Simply put: What is the most effective way to share / reuse code between iPhone and Android builds?
The two most common scenarios I think would be:
In my experience, you can use Android NDK to compile C and C++ , so if you use iPhone Obj-C++ (.mm) bindings for a C++/C engine in the iPhone, and in Android you use Java bindings to the same engine, It should be totally possible.
So C++/C engine ( almost same codebase for Android and iPhone ) + Thin bindings layer = Portable code.
I have been working on creating applications and games for iPhone using Lua with my own framework. This way I could eventually implement the same framework for Android using Android NDK, but the actual application code would hopefully be exactly the same for both platforms.
I do not think there is an easy way to do this, because the APIs are obviously different and native programming languages are different, but building your own framework in any language that is supported by both platforms, would be my suggestion. Maybe there already is a framework that would do the hard stuff for you? If there isn't any good frameworks for doing that, then this is clearly an opportunity to implement one yourself.
I use BatteryTech for my platform-abstraction stuff and my project structure looks like this:
On my PC:
gamename - contains just the common code
gamename-android - holds mostly BatteryTech's android-specific code and Android config, builders point to gamename project for common code
gamename-win32 - Just for building out to Windows, uses code from gamename project
On my Mac:
gamename - contains just the common code
gamename-ios - The iPhone/iPad build, imports common code
gamename-osx - The OSX native build. imports common code.

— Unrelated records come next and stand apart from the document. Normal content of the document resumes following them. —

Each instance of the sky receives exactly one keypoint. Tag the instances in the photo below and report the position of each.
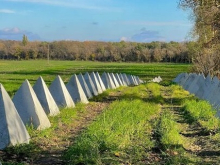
(94, 20)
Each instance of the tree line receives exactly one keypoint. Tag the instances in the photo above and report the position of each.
(206, 32)
(96, 51)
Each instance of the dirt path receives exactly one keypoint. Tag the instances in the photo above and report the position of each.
(200, 144)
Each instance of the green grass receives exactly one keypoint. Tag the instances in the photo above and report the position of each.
(13, 73)
(169, 130)
(202, 112)
(120, 135)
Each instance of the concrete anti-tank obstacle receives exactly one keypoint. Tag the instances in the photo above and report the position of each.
(183, 79)
(46, 99)
(196, 83)
(189, 80)
(126, 79)
(135, 80)
(207, 85)
(75, 89)
(130, 79)
(12, 129)
(118, 79)
(179, 76)
(112, 84)
(96, 83)
(114, 80)
(90, 84)
(60, 94)
(213, 87)
(107, 81)
(123, 80)
(84, 86)
(100, 81)
(215, 99)
(29, 107)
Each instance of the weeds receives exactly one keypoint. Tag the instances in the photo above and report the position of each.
(124, 135)
(202, 112)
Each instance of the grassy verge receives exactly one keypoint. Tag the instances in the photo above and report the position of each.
(202, 112)
(120, 135)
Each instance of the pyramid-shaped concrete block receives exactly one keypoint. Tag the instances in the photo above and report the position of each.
(138, 80)
(75, 89)
(12, 129)
(90, 84)
(131, 79)
(60, 94)
(194, 86)
(213, 87)
(183, 79)
(100, 81)
(118, 79)
(45, 97)
(126, 79)
(178, 77)
(96, 83)
(114, 80)
(111, 83)
(107, 81)
(135, 80)
(215, 99)
(202, 87)
(29, 107)
(123, 80)
(190, 79)
(84, 86)
(207, 86)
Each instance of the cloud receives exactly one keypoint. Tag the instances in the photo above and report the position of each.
(17, 34)
(124, 39)
(82, 4)
(144, 36)
(95, 23)
(148, 23)
(7, 11)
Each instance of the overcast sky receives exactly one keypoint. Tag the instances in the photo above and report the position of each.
(94, 20)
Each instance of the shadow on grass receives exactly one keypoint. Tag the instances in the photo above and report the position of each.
(24, 153)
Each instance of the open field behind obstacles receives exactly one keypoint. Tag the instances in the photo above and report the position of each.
(145, 124)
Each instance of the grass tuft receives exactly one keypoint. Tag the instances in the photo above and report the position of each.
(120, 135)
(202, 112)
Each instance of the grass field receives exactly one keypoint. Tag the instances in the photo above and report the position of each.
(146, 124)
(13, 73)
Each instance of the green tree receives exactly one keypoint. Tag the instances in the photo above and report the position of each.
(206, 16)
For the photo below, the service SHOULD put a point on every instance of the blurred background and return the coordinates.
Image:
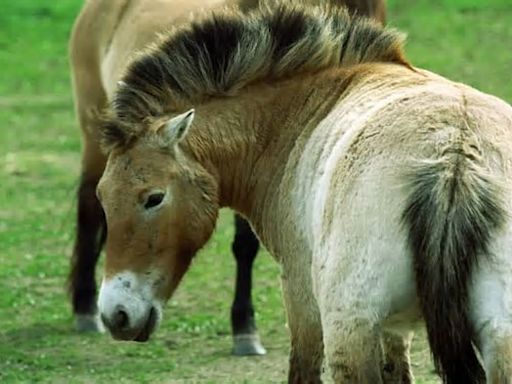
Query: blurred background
(465, 40)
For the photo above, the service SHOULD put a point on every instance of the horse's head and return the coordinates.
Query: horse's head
(161, 207)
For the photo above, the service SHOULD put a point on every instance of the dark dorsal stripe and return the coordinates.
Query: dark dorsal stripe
(228, 49)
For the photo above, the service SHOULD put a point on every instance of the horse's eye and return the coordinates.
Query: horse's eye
(153, 200)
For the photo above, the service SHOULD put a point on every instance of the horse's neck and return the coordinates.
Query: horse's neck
(258, 150)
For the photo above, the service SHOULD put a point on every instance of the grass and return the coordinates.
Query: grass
(466, 40)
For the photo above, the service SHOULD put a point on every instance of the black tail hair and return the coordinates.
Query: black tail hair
(451, 215)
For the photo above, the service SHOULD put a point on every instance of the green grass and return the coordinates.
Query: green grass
(468, 41)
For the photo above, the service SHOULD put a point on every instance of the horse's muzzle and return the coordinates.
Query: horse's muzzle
(123, 327)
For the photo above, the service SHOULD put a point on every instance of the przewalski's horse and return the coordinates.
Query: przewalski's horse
(105, 37)
(382, 190)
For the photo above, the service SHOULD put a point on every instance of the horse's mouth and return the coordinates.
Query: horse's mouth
(148, 328)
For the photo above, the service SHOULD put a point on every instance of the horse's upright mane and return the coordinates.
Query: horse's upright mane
(227, 49)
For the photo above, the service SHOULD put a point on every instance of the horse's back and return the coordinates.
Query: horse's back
(370, 144)
(107, 35)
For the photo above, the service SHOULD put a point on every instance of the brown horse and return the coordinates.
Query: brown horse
(383, 191)
(106, 35)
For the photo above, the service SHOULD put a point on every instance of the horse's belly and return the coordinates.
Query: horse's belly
(403, 319)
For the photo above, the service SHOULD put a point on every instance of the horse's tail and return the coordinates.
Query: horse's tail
(454, 209)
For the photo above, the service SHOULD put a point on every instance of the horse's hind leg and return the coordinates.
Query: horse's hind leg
(245, 247)
(352, 348)
(491, 311)
(397, 360)
(303, 317)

And I use SVN to share between my PC and Mac. My only real problems are when I add classes to the common codebase in Windows and then update on the mac to pull them down from SVN. XCode doesn't have a way to automatically add them to the project without scripts, so I have to pull them in manually each time, which is a pain but isn't the end of the world.
All of this stuff comes with BatteryTech so it's easy to figure out once you get it.
You can use Scapix Language Bridge to automatically bridge C++ to Java and ObjC/Swift (among other languages). Bridge code automatically generated on the fly directly from C++ header files. Here is an example:
Define your class in C++:
#include <scapix/bridge/object.h>
class contact : public scapix::bridge::object<contact>
{
public:
std::string name();
void send_message(const std::string& msg, std::shared_ptr<contact> from);
void add_tags(const std::vector<std::string>& tags);
void add_friends(std::vector<std::shared_ptr<contact>> friends);
};
And call it from Swift:
class ViewController: UIViewController {
func send(friend: Contact) {
let c = Contact()
contact.sendMessage("Hello", friend)
contact.addTags(["a","b","c"])
contact.addFriends([friend])
}
}
And from Java:
class View {
private contact = new Contact;
public void send(Contact friend) {
contact.sendMessage("Hello", friend);
contact.addTags({"a","b","c"});
contact.addFriends({friend});
}
}
Write as much as possible in plain old C (or C++ if needed) and just include the same files in Android and iPhone. Works on Windows/Mac too. "cross platform" libraries tend to consume you.
Like I told someone who asked a similar question a while ago, use MVC and implement the MC in C++ and the V in obj-c or Java.